Ostensibly, we are left with no traces of humanity in us. We see injustice and violence committed to people, as if we are numb. We watch people suffering in agony, as if their pain and cries is a theatre. Instead of extending a helping hand towards them, or at least sympathising with them, we stand like helpless onlookers or are quick to take our phones out, capture videos/photos and upload on social media in a bid to get more “likes”. We have become insensitive and emotionally barren. In fact, we are living in a pit of immorality and with every passing day we entrench much deeper into it. Who can forget the deafening silence of a crowd of thousands in Sialkot, when two brothers were made victims of sheer inhumanity right in the centre of the city? The crowd stood like silent spectators capturing the film of violence in their mobiles.
Let us realise – at least for once, that we humans are not social media robots. We need to awake our rationality, feelings and senses which are lost somewhere in the virtual world of social media.

 

Fakeha Faiz

Islamabad

3 COMMENTS

  1. The social media is doing what our state controlled and regulated media cannot do. Those people have a say whose words cannot be published or aired. It enables the most fundamental right – the right to say whatever one likes as one likes it. It allows absolute freedom of expression. What people feel they say it, but that offends those who want to be the only ones to be heard and cannot tolerate others

    • You absolutely missed the point. No one is criticising the "freedom of expression" provided by social media, but the dead morals of social media obsessed people.
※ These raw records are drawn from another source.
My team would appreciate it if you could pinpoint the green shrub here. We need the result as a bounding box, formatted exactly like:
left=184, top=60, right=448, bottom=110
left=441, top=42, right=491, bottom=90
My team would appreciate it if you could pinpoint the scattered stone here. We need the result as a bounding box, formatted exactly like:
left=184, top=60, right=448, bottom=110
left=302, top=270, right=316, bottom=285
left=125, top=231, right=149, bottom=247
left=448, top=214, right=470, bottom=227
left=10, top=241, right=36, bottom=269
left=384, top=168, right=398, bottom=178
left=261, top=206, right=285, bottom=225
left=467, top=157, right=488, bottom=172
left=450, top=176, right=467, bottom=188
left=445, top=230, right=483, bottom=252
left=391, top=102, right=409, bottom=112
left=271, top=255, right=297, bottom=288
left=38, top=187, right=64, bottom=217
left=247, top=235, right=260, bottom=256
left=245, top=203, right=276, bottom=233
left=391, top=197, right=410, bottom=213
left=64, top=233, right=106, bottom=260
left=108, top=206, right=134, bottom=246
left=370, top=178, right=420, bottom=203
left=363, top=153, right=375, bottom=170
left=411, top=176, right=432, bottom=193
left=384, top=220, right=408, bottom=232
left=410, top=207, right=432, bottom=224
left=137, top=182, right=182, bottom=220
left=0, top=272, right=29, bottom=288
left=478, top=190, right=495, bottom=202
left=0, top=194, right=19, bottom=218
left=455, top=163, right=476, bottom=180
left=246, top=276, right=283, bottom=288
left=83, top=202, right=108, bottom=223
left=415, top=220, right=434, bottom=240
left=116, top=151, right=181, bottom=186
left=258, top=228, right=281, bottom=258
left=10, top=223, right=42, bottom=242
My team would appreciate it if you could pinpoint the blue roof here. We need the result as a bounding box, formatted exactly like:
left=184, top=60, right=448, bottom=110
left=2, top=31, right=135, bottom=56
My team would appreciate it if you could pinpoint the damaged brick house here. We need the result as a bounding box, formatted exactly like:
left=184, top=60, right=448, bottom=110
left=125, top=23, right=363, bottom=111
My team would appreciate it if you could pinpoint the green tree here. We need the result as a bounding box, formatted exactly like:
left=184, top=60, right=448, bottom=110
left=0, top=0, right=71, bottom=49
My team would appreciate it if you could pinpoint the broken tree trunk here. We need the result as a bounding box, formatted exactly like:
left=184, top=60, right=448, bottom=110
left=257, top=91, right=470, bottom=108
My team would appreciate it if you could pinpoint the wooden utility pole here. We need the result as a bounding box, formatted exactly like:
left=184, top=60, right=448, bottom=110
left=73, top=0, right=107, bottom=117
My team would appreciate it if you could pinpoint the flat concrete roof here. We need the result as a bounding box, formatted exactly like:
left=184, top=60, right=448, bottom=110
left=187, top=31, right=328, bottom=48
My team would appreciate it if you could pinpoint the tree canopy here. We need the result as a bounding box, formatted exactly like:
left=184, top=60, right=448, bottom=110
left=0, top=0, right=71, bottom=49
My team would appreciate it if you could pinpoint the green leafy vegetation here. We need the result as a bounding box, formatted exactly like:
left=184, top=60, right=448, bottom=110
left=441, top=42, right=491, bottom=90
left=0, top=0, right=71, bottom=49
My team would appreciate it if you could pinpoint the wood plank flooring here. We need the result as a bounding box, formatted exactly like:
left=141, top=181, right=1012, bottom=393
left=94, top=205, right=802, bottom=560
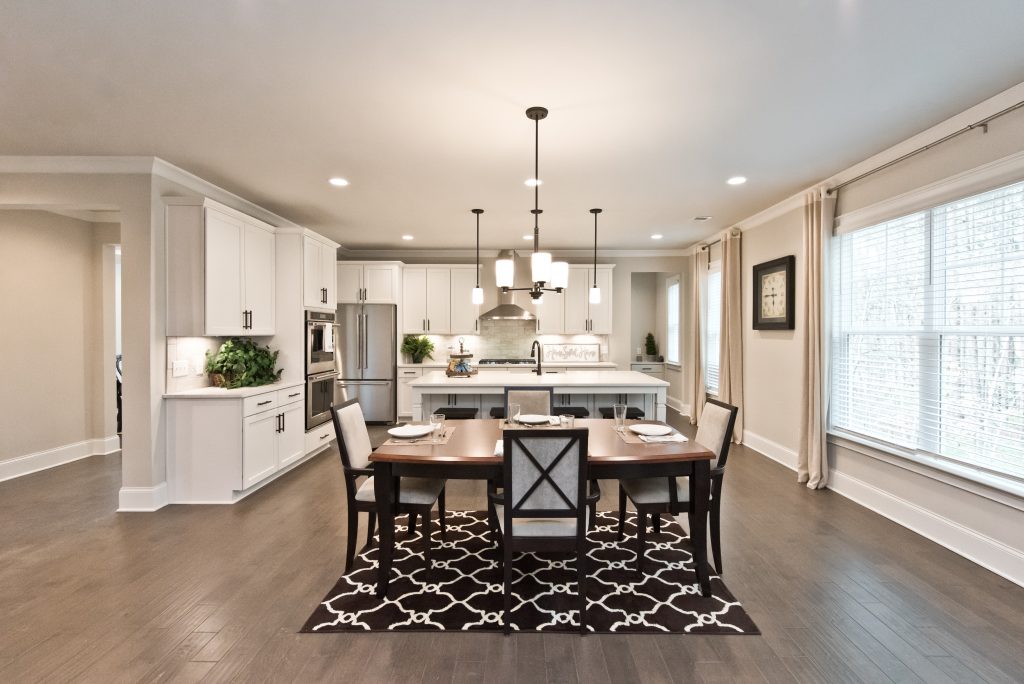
left=0, top=413, right=1024, bottom=684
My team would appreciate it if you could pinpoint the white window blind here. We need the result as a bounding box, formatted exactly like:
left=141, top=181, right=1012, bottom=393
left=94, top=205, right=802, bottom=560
left=703, top=261, right=722, bottom=395
left=829, top=182, right=1024, bottom=481
left=665, top=277, right=679, bottom=364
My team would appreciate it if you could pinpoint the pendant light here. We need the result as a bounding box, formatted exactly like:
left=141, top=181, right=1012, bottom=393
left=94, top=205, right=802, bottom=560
left=590, top=209, right=601, bottom=304
left=472, top=209, right=483, bottom=304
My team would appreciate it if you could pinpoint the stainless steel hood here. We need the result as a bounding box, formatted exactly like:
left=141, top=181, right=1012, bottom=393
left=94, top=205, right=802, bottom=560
left=480, top=251, right=537, bottom=320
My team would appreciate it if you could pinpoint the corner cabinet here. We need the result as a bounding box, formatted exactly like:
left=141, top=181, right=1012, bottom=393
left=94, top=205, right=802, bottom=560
left=166, top=385, right=308, bottom=504
left=164, top=198, right=275, bottom=337
left=302, top=236, right=338, bottom=311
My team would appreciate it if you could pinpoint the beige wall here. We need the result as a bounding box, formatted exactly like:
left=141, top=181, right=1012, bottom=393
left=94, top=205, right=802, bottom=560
left=0, top=211, right=120, bottom=461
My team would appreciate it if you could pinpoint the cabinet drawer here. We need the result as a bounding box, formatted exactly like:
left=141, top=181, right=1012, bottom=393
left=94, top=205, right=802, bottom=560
left=306, top=423, right=334, bottom=454
left=274, top=385, right=304, bottom=407
left=242, top=392, right=278, bottom=416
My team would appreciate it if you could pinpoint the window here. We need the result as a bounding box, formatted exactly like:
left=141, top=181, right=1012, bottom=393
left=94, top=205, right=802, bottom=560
left=665, top=276, right=679, bottom=364
left=703, top=261, right=722, bottom=396
left=829, top=182, right=1024, bottom=481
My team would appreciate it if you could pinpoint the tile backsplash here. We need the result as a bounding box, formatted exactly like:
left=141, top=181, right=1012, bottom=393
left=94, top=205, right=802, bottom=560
left=411, top=320, right=608, bottom=361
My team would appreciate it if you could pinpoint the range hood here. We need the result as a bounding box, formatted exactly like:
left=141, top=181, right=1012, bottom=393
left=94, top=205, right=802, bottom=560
left=480, top=250, right=537, bottom=320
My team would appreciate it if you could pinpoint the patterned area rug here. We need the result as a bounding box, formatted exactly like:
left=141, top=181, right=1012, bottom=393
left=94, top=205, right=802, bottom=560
left=302, top=511, right=760, bottom=634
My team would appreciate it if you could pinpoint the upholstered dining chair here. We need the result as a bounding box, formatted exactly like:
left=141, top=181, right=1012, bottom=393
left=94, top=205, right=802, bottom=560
left=490, top=428, right=597, bottom=635
left=618, top=399, right=738, bottom=574
left=331, top=399, right=445, bottom=572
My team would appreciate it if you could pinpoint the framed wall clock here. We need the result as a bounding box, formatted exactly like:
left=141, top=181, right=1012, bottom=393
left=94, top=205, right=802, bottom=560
left=754, top=254, right=797, bottom=330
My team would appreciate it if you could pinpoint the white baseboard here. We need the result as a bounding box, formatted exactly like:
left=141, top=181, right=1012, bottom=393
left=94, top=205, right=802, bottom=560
left=743, top=428, right=797, bottom=470
left=118, top=482, right=168, bottom=513
left=828, top=470, right=1024, bottom=587
left=0, top=434, right=121, bottom=482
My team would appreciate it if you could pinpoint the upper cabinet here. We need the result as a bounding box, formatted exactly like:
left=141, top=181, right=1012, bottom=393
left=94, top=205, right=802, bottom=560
left=164, top=198, right=275, bottom=337
left=337, top=261, right=400, bottom=304
left=302, top=236, right=338, bottom=311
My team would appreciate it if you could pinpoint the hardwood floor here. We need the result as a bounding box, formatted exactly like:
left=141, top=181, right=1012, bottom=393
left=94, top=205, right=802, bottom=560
left=0, top=413, right=1024, bottom=683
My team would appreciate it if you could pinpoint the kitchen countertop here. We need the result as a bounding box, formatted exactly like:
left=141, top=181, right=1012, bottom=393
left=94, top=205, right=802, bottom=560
left=164, top=382, right=305, bottom=399
left=409, top=371, right=669, bottom=393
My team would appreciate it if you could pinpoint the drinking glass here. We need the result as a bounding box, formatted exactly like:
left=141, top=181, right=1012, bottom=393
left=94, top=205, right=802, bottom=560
left=611, top=403, right=626, bottom=432
left=430, top=414, right=444, bottom=444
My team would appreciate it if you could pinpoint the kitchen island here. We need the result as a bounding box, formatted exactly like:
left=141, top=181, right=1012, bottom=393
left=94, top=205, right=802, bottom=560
left=410, top=371, right=669, bottom=421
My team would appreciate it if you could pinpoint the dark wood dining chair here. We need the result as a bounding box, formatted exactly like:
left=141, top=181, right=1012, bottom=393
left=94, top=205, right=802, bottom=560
left=618, top=399, right=738, bottom=574
left=331, top=399, right=445, bottom=572
left=490, top=428, right=597, bottom=635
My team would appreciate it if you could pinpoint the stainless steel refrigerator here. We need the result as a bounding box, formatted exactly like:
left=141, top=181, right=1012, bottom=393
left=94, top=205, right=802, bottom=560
left=334, top=304, right=397, bottom=423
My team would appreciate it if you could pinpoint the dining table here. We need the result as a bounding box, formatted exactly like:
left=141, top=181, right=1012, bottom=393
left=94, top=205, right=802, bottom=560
left=370, top=418, right=715, bottom=598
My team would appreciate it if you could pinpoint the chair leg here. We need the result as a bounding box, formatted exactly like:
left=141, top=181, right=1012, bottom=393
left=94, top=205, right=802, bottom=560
left=345, top=506, right=359, bottom=574
left=437, top=489, right=447, bottom=541
left=618, top=484, right=622, bottom=542
left=367, top=511, right=377, bottom=547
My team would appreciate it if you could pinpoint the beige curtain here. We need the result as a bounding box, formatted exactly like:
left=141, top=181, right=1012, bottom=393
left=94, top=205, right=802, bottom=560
left=797, top=189, right=836, bottom=489
left=689, top=250, right=708, bottom=425
left=718, top=228, right=743, bottom=444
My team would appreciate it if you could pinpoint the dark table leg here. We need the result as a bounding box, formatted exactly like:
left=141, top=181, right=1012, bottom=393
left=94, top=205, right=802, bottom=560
left=688, top=460, right=711, bottom=596
left=374, top=461, right=395, bottom=598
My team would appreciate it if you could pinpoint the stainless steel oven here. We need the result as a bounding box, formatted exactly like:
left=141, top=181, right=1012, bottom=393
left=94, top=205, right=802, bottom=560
left=306, top=371, right=338, bottom=430
left=306, top=311, right=338, bottom=376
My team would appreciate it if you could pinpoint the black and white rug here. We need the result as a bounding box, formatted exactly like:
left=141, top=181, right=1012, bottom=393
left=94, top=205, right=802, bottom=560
left=302, top=511, right=760, bottom=634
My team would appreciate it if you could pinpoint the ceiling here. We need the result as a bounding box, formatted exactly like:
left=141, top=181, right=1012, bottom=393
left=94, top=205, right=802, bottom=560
left=0, top=0, right=1024, bottom=250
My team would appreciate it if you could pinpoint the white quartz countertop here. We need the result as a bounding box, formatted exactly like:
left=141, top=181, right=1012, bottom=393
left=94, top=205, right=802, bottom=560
left=164, top=382, right=305, bottom=399
left=409, top=371, right=669, bottom=390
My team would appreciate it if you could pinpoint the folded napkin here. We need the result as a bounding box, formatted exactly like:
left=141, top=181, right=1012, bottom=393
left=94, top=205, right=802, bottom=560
left=640, top=432, right=689, bottom=444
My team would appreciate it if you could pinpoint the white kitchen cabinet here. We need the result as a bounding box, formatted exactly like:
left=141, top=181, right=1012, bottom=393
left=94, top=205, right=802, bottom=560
left=337, top=261, right=400, bottom=304
left=302, top=236, right=338, bottom=311
left=164, top=198, right=276, bottom=337
left=450, top=266, right=480, bottom=335
left=565, top=264, right=612, bottom=335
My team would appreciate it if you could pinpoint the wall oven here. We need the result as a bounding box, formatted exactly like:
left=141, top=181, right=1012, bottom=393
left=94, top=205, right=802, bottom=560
left=306, top=311, right=338, bottom=376
left=306, top=371, right=338, bottom=430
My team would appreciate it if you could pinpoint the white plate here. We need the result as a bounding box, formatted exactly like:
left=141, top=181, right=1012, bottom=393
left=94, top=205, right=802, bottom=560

  2. There all kinds of people in this world. For a greater part they never had a voice. To quote Voltaire:
    'I disapprove of what you say, but I will defend to the death your right to say It'.
    Morals vary from individual to individual, be they dead or alive. We never get anywhere by silencing people. Progress comes when all and sundry speak their mind. We have been living in a culture of silence for too long and nothing has improved. The same people come to power and make the same old speeches and we listen quietly without protesting, without condemning.This has to stop.